The final scene of Vancouver Opera’s Carmen was a triumph of contrasts. The juxtaposition of bleak set design and feisty stage direction realized everything Bizet probably hoped for in bringing realism to the stage. But opening night’s bumpy start threatened to tear the whole thing apart. 

Don José (Richard Troxell) and Carmen (Kate Aldrich). Photo: Tim Matheson

The Vancouver Opera roared to life Saturday night with enough treachery and dashed hopes to put Wall Street to shame. The season opener was the perennial favourite, Carmen, the cautionary tale of love, duty, jealousy, and excessive smoking.

Carmen first opened in Paris in 1875 to tepid audiences and hostile critics, but 85 years later when the VOA first produced it (for their inaugural season), Carmen had become the unrivalled darling of opera houses the world round. This production, a co-production of The Canadian Opera Company, Opéra de Montréal and San Diego Opera, is VOA’s ninth staging of Carmen.

Act One - Failure to launch

From the downbeat, the orchestra threatened to tear itself in two from its own two-spirited inertia. Like misfiring rocket boosters, percussion and brass launched in one direction (the conductor’s I believe) while the remainder of the orchestra loped away in another. Meant to foreshadow the bravura and tragedy in the story, the overture also unintentionally suggested other misadventures that were to follow, particularly in the first act.

Michael Yeargan’s nihilistic set design ensured we couldn’t be carried away with notions of romance or exoticism. Although the production is cleverly reset to 1930’s “Latin America”, the set is bleak, bleak, bleak­—there’s no Carmen Miranda here (well not until the final act—spoiler).

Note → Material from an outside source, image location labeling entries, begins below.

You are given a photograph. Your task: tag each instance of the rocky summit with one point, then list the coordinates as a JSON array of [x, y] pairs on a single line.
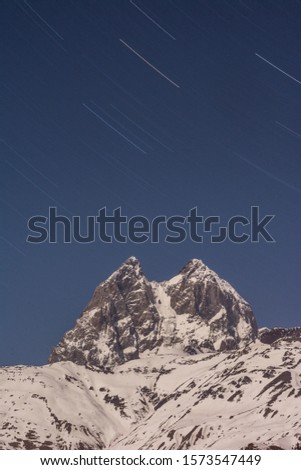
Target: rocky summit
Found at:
[[178, 364], [128, 315]]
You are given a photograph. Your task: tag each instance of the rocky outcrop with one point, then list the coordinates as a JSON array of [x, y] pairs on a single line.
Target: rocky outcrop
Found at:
[[271, 335], [128, 315]]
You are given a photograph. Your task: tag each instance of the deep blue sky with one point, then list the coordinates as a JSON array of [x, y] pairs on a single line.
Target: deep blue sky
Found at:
[[57, 55]]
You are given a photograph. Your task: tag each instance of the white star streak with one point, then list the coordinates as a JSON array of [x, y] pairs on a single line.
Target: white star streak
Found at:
[[113, 128], [268, 173], [152, 20], [119, 124], [277, 68], [288, 129], [149, 64], [37, 187]]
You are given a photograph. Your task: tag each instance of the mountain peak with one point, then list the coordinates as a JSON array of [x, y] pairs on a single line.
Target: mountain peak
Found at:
[[129, 315], [192, 266]]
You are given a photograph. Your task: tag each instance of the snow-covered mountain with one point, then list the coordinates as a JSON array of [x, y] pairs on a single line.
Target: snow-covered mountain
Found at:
[[172, 365], [195, 310]]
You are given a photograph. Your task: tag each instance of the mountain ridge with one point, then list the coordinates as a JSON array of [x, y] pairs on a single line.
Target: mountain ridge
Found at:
[[178, 364]]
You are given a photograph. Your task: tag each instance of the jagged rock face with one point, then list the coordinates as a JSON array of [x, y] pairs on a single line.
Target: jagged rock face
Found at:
[[200, 293], [120, 321], [271, 335], [129, 315]]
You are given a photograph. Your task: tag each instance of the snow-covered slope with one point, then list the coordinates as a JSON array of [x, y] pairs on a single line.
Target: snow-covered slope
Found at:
[[172, 365], [220, 400]]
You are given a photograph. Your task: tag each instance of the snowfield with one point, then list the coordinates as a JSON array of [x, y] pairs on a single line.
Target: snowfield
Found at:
[[173, 365]]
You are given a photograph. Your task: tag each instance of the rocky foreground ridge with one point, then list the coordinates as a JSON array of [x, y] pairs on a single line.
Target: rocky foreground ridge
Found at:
[[173, 365]]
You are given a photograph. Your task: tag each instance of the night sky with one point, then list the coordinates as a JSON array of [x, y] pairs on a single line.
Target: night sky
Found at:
[[156, 106]]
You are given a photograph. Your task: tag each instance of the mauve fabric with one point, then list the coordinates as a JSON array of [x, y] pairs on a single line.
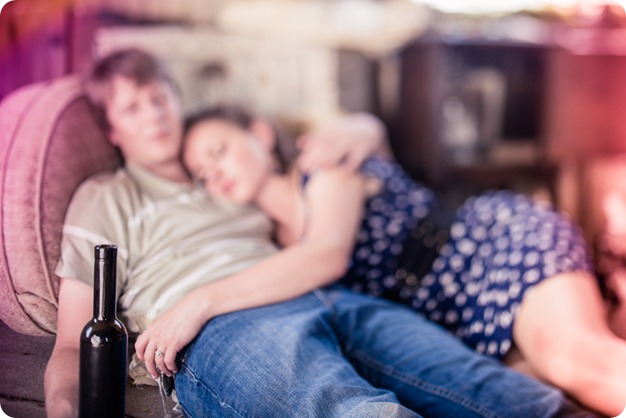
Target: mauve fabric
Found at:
[[49, 143]]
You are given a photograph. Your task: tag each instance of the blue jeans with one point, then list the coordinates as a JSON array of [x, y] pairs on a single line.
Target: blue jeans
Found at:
[[335, 353]]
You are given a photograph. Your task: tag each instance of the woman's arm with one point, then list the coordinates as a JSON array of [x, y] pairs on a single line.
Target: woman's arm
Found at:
[[61, 377], [335, 200], [348, 142]]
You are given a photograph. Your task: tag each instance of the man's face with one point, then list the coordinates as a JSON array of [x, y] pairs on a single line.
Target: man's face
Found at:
[[146, 121]]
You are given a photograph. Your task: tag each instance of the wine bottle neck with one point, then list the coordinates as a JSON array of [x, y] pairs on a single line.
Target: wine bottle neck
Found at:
[[104, 304]]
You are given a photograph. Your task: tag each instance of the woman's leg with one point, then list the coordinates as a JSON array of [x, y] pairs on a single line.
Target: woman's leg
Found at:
[[429, 370], [561, 329]]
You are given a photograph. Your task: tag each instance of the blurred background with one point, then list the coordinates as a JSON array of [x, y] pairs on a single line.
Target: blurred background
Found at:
[[524, 94]]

Yeargan’s Act One set design was particularly symmetrical and dull, which I concluded later was made so explicitly to underscore the irritating (albeit beautiful sung) duet, “Ma mère, je la vois”, in which Don José (Richard Troxell) and Micaëla (Marianne Fiset) go on and on about Don José’s love for his mother. Long after it became creepy (but long before it ended) you couldn’t help but think, “What this mama’s boy needs is a truly wild woman to shake him up a bit. Yeah, like a good-for-nothin’ cigarette smokin’ Gypsy girl who’s got nothing to lose.”

Don José (Richard Troxell performed the role opening night) and Marianne Fiset a

Photo courtesy Tim Matheson - Christopher Magiera as Don José (Richard Troxell performed the role opening night) and Marianne Fiset as Micaëla

On smoking in public

While each cigarette girl in the chorus undoubtedly had her own special allure, few made convincing cigarette girls (in fact, as often as not what came to mind was “Charwoman” from Monty Python), and their male counterparts were equally unpersuasive soldiers (even by banana republic standards). Chorus singing came apart at the seams often enough that it was hard to tell singing from backchat; so, if it was comedy they were going for, they nailed it. Fortunately, as the drama built this became less noticeable. Kate Aldrich’s magnetic stage entrance set things aright and gave little doubt who the ingénue was.

The chorus children were particular chaotic and mischievous but in the best possible way. Their hijinks kept the stage alive and they could sing too (perhaps owing to extra rehearsal time these last few weeks during the school strike). Where the adults in the chorus acted like they were acting (hardly anyone seemed to know how to convincingly hold a gun or smoke a cigarette), the children were one hundred percent committed to their roles (although, thankfully, they were never called upon to hold guns or smoke cigarettes).